但不管是谁,他都不会让沈星染带走沈蕊初那孽种!
宁贵妃恹恹揉着眉心,凤目悄然扫过宋诩脸上的白狐面具。
今日的宋诩,不论是谈吐间的气度还是语中的精炼拿捏,与从前的宋诩都大相庭径……
“说起来,刚刚世子夫人提及,咱们未来的大皇子妃请得来鬼医阴婆婆为一个护卫解毒救命,可怎么就没有请她治一治大皇子的伤呢?”
“若是鬼医阴婆婆出手,不至于连脸上区区皮外伤都治不好吧?”
她轻叹一声,语带惋惜,“咱们大皇子,从前可是京都城数一数二的美男子呢。”
“既然已经定了亲事,就该多把精神放在未来夫君身上才是。”
沈星染柳眉轻拧,明知道人家毁了容,还非要揪着脸上的伤不放,宁贵妃这分明是迁怒!
“谁说她没有的?”宋诩抬眼,还是那副不着调的语气。
“劳贵妃娘娘惦记,只是阴婆婆行踪不定,且只擅长解毒,二夫人前阵子献了一个治疤祛痕的方子给母后,正好让我用上了。”
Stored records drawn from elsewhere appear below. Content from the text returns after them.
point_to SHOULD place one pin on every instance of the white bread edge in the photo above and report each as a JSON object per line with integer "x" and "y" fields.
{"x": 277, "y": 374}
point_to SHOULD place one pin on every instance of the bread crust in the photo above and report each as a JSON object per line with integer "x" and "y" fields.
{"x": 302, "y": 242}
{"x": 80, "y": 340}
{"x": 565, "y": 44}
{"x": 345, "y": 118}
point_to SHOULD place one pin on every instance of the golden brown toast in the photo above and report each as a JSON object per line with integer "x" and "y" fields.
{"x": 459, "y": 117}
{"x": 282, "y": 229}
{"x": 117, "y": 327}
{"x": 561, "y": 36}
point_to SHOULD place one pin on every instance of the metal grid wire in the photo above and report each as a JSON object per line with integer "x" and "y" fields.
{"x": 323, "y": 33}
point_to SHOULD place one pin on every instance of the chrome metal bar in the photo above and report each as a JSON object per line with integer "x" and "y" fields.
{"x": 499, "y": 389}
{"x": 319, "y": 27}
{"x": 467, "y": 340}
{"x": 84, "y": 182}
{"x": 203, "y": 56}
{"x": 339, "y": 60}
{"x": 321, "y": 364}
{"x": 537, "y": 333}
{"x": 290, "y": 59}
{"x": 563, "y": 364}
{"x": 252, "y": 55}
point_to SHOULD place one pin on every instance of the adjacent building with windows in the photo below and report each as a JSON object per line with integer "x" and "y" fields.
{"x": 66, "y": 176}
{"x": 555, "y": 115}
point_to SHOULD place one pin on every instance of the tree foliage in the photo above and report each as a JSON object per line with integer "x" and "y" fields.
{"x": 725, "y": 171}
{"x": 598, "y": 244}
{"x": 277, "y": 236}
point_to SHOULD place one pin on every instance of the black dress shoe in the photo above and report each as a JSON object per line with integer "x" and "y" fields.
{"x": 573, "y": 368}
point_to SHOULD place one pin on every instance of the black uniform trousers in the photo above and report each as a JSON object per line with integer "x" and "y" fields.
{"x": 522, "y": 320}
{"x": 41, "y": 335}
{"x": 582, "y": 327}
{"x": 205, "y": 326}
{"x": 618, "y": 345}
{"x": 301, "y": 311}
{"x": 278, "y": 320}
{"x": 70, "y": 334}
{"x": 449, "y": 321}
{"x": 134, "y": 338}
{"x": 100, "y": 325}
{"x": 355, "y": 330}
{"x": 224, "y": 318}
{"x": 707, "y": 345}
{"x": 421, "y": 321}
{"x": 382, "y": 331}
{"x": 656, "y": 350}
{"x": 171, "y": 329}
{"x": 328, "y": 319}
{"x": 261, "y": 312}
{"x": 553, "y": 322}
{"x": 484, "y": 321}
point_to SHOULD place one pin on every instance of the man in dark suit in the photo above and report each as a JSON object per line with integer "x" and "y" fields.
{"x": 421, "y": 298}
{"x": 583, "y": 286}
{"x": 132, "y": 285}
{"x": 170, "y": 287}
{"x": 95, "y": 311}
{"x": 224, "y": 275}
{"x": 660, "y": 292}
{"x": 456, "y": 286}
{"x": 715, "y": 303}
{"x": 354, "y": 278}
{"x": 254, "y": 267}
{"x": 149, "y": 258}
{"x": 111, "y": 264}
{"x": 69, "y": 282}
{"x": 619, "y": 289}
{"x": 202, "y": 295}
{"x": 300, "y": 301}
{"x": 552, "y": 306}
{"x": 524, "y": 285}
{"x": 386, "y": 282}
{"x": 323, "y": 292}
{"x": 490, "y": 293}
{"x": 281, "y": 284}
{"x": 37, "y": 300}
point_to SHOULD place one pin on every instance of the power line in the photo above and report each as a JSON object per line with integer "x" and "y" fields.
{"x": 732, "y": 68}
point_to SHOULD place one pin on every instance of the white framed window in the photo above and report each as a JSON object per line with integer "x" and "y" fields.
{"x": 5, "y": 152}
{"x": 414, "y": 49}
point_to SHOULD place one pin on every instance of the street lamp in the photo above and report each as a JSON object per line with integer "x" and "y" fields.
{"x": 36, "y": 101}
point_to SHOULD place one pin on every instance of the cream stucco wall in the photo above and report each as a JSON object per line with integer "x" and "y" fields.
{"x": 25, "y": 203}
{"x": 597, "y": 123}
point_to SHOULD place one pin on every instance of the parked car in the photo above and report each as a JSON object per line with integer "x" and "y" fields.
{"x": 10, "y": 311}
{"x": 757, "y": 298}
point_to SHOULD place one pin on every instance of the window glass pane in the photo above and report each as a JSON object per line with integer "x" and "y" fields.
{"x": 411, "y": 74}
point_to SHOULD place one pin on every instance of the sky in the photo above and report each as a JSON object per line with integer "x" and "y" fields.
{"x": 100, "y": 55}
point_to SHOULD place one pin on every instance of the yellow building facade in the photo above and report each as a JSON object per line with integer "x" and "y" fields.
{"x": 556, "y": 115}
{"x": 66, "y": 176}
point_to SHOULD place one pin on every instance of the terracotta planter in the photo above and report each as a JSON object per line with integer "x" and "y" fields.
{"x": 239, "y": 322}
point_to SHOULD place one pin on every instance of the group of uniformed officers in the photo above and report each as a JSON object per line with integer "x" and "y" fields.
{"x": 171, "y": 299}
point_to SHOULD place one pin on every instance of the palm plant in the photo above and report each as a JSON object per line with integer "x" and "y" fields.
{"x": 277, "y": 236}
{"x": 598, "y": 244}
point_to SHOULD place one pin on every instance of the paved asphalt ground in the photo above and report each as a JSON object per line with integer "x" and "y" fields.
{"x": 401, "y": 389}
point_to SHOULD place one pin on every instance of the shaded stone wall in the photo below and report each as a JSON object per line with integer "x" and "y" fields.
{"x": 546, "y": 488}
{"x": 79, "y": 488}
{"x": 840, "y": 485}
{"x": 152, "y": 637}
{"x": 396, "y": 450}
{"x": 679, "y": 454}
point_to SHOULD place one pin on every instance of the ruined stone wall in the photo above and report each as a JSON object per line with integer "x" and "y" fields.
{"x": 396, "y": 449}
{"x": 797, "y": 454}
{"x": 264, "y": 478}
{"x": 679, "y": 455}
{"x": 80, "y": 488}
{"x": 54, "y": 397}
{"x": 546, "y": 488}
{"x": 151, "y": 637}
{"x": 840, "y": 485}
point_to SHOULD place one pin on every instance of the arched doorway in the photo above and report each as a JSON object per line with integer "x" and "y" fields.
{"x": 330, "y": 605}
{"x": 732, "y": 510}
说着,修长的手指从容不迫抚过自己的白狐面具,“确实有效。”
抬手间,一缕白色的绸帕从袖间掉落。
苏玉朦扶着顾芯正欲退场,不经意瞥见,心间猛地一跳。
那是什么?
刚刚她似乎看见那条绸帕上绣着一簇红色……
从前,她也数次在顾谨年身上看到一条绣着红梅花的绸帕。她问及来历,顾谨年从来语气冷淡,只会说与她无关。
是巧合吗?
可当她伸长脖子还想细看,身后的萧义已经从容不迫替他捡起收好。
“顾夫人对皇兄可真贴心。”
此刻宋玉已经换了个位置,面容上温雅淡若的表情显得有些诡异,“既然皇兄已经痊愈了,为何还带着面具?”
“就是就是!”宁远侯借着酒性起哄,“今日可是贵妃寿宴,怎么说也是长辈,大皇子总带着面具不大合适吧?”